Dernièrement, assis dans un train, j’ai dû me résoudre à quelque chose que je n’aime pas : répondre au téléphone, car l’appel que j’attendais était urgent. Je me suis levé, parlant à voix basse, pour rejoindre l’espace à l’extérieur de la voiture où je pourrais discuter plus librement, mais je me suis aperçu que finalement… je ne dérangeais personne ! En effet, tous les passagers de ma voiture avaient un casque sur les oreilles et un masque sur le visage. Quel signe des temps ! Cette scène – toutes ces personnes isolées du contact avec autrui par le double rempart du casque et du masque, en lévitation à 300 km/h – constitue une allégorie de ce que vit notre époque ; toujours plus loin, toujours plus vite, toujours plus seuls, ensemble…
Il y a encore peu, on dérangeait autrui dans un lieu public quand on téléphonait ou quand on écoutait de la musique trop fort. Cette époque est quasi-révolue, car désormais nous sommes tous isolés sous nos casques et oreillettes, escargotés avec notre musique, claquemurés derrière nos masques, les yeux rivés à nos écrans.
A l’avenant, il devient de plus en plus difficile de demander son chemin ou une information en ville : soit les gens téléphonent, soit ils écoutent de la musique ; et les quelques uns qui peuvent répondre vous diront que vous n’avez qu’à regarder sur Google plans (ça m’est arrivé !).
Flash back : il y a un an, jamais on aurait pensé que la fin de l’année 2020 nous verrait le visage barré du masque de protection bleu ciel réglementaire, pris « à nos corps défendant » dans le ballet de la distanciation, sur le tempo lent des gestes barrières. La valse-hésitation est bien plus à la mode que le collé-serré…

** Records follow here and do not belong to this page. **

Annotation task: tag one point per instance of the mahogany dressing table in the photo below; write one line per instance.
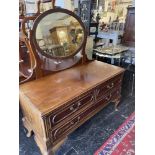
(55, 105)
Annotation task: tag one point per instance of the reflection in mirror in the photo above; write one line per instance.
(59, 34)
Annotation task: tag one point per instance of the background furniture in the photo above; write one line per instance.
(113, 52)
(55, 105)
(129, 30)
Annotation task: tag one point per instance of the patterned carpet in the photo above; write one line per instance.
(87, 138)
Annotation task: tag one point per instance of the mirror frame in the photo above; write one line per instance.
(60, 10)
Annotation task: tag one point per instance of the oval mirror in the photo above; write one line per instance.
(58, 33)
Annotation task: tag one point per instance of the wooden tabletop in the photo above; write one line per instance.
(53, 91)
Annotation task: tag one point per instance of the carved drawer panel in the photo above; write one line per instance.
(70, 109)
(69, 126)
(108, 86)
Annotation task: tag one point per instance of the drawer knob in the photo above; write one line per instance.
(108, 97)
(75, 122)
(75, 107)
(110, 86)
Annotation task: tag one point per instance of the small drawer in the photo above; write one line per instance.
(69, 126)
(73, 107)
(107, 86)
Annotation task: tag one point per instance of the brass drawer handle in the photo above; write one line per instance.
(110, 86)
(108, 98)
(74, 123)
(73, 109)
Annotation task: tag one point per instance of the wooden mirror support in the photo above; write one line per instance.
(54, 64)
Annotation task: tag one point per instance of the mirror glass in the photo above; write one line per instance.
(59, 34)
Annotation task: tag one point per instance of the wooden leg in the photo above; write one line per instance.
(46, 148)
(117, 101)
(27, 126)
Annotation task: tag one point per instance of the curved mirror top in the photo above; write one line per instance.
(59, 35)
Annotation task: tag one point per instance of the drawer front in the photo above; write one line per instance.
(108, 86)
(75, 122)
(72, 108)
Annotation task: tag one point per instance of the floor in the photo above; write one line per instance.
(91, 135)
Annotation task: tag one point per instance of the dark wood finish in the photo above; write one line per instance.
(55, 105)
(129, 30)
(37, 21)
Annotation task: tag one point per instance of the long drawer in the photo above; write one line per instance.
(102, 89)
(74, 106)
(83, 101)
(69, 126)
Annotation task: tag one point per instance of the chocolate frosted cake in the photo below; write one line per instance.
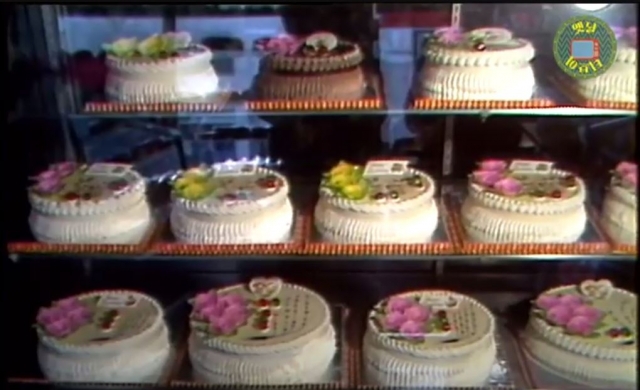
(318, 67)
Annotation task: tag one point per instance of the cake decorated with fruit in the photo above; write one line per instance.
(103, 336)
(384, 201)
(100, 203)
(482, 64)
(619, 217)
(159, 69)
(231, 203)
(318, 67)
(524, 201)
(266, 332)
(586, 332)
(429, 338)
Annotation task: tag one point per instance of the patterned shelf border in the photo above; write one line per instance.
(436, 104)
(312, 247)
(489, 249)
(315, 105)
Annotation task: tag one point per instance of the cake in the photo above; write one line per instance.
(318, 67)
(231, 203)
(382, 202)
(89, 204)
(265, 332)
(585, 332)
(619, 82)
(429, 338)
(523, 201)
(482, 64)
(161, 68)
(619, 211)
(103, 336)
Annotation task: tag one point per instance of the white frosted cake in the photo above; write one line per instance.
(231, 203)
(483, 64)
(429, 338)
(161, 68)
(89, 204)
(265, 332)
(586, 332)
(523, 201)
(620, 206)
(103, 336)
(382, 202)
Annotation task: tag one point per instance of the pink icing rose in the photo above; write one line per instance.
(399, 304)
(412, 329)
(417, 313)
(487, 178)
(546, 302)
(581, 325)
(394, 320)
(559, 315)
(509, 186)
(493, 165)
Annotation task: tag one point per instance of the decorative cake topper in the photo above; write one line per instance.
(267, 288)
(600, 289)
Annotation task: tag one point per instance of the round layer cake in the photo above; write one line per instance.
(585, 332)
(318, 67)
(620, 206)
(84, 204)
(483, 64)
(103, 336)
(524, 202)
(265, 332)
(368, 205)
(161, 68)
(231, 203)
(429, 338)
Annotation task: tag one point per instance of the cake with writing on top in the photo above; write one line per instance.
(585, 332)
(103, 336)
(89, 204)
(161, 68)
(231, 203)
(318, 67)
(429, 338)
(523, 201)
(266, 332)
(482, 64)
(384, 201)
(619, 210)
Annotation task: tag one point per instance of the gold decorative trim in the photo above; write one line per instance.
(516, 249)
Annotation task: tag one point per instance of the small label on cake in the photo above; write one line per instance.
(113, 301)
(383, 168)
(113, 170)
(531, 166)
(235, 169)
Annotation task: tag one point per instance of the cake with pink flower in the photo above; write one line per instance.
(429, 338)
(585, 332)
(482, 64)
(161, 68)
(266, 332)
(89, 204)
(619, 217)
(103, 336)
(317, 67)
(523, 201)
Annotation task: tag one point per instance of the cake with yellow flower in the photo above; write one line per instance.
(524, 201)
(89, 204)
(384, 201)
(162, 68)
(231, 203)
(317, 67)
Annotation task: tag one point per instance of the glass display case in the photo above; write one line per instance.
(322, 196)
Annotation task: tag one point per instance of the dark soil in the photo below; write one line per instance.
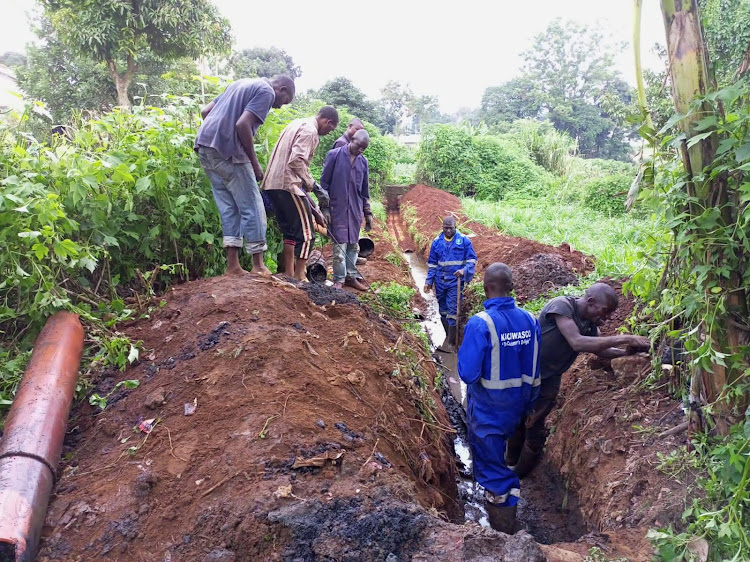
(538, 274)
(268, 365)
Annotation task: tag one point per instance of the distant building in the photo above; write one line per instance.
(9, 90)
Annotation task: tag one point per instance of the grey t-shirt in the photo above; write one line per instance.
(218, 130)
(556, 355)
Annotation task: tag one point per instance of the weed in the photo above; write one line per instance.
(101, 401)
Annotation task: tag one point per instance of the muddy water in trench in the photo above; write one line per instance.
(546, 509)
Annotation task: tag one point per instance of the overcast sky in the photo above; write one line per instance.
(450, 50)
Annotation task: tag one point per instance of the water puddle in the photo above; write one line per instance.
(454, 396)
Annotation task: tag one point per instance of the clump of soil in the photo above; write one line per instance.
(540, 274)
(561, 262)
(606, 442)
(297, 405)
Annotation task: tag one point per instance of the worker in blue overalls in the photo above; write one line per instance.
(452, 261)
(499, 362)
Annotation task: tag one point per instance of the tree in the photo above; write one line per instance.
(13, 59)
(341, 92)
(123, 32)
(64, 80)
(710, 215)
(516, 99)
(263, 62)
(69, 82)
(394, 106)
(425, 110)
(568, 77)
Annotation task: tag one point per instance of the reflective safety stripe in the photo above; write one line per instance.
(538, 381)
(495, 382)
(494, 498)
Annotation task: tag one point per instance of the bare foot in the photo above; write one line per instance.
(236, 271)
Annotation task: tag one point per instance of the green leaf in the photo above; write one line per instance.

Le rapport aux autres est d’abord un rapport sensoriel, sensible. Nous percevions (car on parle presque au passé) le visage, nous captions des détails, nous interprétions les mimiques et les sourires. « Mais ça c’était avant », comme disait la pub. Car dans l’espace public, dans les transports, dans les commerces, désormais, eh bien le rapport à autrui est amputé du sourire, de l’écoute, du regard, quand celui-ci est aimanté par les écrans. Et de plus en plus difficile de regarder vendeurs, contrôleurs, personnels de toute sorte, professionnels de santé dans les yeux. Pour eux, l’important, c’est votre dossier sur écran, pas vous ! Nous nous retrouvons tous emmurés dans un exil intérieur nous coupant les uns des autres, attentant aux principes fondant le lien social, dans son incarnation relationnelle la plus élémentaire : ouverture (gestuelle et mimo-faciale, déjà), écoute, considération.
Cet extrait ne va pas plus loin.